Making PDFs accessible tends to benefit all users. For example, the underlying document structure that makes it possible for a screen reader to properly read a PDF out loud also makes it possible for a mobile device to correctly reflow and display the document on a small screen. Similarly, the preset tab order of an accessible PDF form helps all users—not just users with mobility impairments—fill the form more easily.

Accessibility features in Acrobat and Reader fall into two broad categories: features to make the reading of PDF documents more accessible and features to create accessible PDF documents. To create accessible PDF documents, you must use Acrobat, not Reader.

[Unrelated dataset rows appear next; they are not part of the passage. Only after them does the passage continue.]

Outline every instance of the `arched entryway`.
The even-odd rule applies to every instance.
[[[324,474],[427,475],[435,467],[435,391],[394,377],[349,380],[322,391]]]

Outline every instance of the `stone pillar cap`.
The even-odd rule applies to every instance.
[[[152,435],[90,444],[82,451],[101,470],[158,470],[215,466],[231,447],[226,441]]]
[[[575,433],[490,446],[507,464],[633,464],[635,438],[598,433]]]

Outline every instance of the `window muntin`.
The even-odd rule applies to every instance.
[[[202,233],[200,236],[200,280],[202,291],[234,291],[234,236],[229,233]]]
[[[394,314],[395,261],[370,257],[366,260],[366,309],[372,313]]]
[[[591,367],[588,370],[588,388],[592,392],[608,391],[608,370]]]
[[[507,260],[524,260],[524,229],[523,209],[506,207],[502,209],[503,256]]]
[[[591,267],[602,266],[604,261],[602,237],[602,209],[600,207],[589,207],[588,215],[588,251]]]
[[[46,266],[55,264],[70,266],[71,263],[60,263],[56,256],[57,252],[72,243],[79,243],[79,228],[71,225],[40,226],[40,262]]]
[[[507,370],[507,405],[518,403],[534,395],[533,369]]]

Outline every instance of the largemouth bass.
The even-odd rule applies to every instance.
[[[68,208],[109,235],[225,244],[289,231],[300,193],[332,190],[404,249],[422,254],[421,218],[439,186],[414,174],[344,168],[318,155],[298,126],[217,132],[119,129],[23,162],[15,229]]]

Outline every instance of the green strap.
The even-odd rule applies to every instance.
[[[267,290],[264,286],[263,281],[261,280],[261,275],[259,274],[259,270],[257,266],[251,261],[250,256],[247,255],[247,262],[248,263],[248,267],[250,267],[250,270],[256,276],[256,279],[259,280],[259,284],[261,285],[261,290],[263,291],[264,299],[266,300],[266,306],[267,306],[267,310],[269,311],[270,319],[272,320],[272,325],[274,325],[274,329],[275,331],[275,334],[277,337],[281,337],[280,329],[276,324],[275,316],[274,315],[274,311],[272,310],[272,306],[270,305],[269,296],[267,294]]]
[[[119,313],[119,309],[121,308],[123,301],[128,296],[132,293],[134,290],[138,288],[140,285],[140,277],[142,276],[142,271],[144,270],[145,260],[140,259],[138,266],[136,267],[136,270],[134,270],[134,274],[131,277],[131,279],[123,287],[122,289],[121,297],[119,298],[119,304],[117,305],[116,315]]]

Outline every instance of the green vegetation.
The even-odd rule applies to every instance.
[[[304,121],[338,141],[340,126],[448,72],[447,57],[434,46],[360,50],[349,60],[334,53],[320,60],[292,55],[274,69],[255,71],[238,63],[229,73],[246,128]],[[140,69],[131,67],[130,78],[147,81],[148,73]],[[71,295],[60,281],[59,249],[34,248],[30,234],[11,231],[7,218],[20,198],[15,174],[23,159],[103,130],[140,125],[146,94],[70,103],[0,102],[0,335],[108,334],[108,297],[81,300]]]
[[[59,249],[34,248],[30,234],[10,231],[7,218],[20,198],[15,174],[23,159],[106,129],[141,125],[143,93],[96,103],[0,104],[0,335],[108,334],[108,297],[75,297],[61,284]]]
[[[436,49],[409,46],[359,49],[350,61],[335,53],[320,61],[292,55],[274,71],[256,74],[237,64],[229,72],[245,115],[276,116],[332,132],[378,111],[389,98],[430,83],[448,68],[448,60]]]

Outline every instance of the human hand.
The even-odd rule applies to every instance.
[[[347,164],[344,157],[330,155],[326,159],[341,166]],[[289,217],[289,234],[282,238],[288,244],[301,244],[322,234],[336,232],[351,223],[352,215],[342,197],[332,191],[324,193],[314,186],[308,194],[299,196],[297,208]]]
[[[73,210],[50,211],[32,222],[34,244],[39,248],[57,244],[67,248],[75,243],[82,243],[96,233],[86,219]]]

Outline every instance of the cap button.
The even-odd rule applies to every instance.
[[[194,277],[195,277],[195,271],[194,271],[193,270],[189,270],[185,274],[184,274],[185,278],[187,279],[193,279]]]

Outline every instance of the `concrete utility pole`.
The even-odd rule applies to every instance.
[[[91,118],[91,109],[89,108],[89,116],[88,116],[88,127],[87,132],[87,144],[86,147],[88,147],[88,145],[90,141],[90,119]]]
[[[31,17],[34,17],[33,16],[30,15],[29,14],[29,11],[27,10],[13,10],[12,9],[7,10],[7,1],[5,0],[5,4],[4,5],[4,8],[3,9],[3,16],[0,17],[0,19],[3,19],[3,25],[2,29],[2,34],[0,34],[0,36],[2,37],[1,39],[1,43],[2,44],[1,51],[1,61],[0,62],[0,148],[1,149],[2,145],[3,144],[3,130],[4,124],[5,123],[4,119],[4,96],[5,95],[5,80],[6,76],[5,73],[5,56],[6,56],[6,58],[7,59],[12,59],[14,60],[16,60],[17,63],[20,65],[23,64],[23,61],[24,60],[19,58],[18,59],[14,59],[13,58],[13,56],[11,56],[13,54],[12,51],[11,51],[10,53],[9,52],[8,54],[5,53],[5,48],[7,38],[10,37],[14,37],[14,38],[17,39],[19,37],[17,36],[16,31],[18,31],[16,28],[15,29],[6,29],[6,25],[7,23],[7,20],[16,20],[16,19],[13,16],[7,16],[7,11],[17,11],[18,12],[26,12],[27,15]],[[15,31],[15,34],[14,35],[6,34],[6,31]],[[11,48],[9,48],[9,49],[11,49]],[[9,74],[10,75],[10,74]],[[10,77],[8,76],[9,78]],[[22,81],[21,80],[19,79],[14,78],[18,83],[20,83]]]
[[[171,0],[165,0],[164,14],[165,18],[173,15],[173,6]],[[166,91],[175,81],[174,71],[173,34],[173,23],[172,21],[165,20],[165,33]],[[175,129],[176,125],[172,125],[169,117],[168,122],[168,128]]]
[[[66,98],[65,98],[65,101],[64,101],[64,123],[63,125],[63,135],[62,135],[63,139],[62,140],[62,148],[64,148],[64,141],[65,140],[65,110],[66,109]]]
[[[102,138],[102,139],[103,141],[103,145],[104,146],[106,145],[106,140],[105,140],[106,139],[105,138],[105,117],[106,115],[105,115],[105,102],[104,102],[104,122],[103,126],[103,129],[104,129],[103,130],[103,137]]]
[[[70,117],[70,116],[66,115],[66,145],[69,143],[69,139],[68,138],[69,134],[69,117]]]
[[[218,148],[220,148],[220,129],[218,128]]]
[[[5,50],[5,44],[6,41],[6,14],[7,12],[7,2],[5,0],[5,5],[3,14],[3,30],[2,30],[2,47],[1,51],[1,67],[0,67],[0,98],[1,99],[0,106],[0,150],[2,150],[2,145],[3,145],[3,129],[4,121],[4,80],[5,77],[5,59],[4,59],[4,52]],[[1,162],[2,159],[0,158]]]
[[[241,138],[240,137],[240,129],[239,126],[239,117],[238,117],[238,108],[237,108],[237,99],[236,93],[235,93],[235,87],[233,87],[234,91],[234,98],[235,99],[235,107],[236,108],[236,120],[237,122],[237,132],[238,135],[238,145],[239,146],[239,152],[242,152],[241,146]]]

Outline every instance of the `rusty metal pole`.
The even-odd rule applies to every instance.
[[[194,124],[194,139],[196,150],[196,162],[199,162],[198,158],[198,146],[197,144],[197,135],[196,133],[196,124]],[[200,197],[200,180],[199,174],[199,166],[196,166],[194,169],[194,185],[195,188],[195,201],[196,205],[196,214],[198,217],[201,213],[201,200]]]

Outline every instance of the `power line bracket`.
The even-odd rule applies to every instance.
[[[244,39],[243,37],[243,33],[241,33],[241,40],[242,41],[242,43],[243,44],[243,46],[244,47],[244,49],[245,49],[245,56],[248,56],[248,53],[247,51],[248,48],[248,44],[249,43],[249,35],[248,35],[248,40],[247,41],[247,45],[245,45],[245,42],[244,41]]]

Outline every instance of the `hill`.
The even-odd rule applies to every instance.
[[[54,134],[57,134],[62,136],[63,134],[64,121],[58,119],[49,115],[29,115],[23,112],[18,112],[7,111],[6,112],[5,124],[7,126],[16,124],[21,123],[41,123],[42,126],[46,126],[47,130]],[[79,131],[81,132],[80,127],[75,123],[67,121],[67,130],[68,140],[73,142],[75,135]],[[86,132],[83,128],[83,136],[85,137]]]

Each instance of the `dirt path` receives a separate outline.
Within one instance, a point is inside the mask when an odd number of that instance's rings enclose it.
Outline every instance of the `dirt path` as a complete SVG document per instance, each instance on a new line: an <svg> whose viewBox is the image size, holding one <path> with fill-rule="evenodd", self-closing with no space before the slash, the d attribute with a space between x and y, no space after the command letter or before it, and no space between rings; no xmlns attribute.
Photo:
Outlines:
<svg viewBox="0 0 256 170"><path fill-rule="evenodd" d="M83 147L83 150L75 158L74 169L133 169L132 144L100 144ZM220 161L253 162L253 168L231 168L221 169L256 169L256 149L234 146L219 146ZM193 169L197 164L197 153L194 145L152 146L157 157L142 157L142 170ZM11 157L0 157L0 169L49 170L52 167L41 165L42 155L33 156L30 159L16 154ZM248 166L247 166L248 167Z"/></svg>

Features for accessible reading of PDFs

  • Preferences and commands to optimize output for assistive software and devices, such as saving as accessible text for a braille printer

  • Preferences and commands to make navigation of PDFs more accessible, such as automatic scrolling and opening PDFs to the last page read

  • Accessibility Setup Assistant for easy setting of most preferences related to accessibility

  • Keyboard alternates to mouse actions

  • Reflow capability to temporarily present the text of a PDF in a single easy-to-read column

  • Read Out Loud text-to-speech conversion. This feature is available for Linux but not for other versions of UNIX.

  • Support for screen readers and screen magnifiers

Features for creating accessible PDFs

  • Creation of tagged PDFs from authoring applications

  • Conversion of untagged PDFs to tagged PDFs

  • Security setting that allows screen readers to access text while preventing users from copying, printing, editing, and extracting text

  • Ability to add text to scanned pages to improve accessibility

Though Acrobat Standard provides some functionality for making existing PDFs accessible, you must use Acrobat Professional or Acrobat 3D to perform certain tasks—such as editing reading order or editing document structure tags—that may be necessary to make some PDF documents and forms accessible.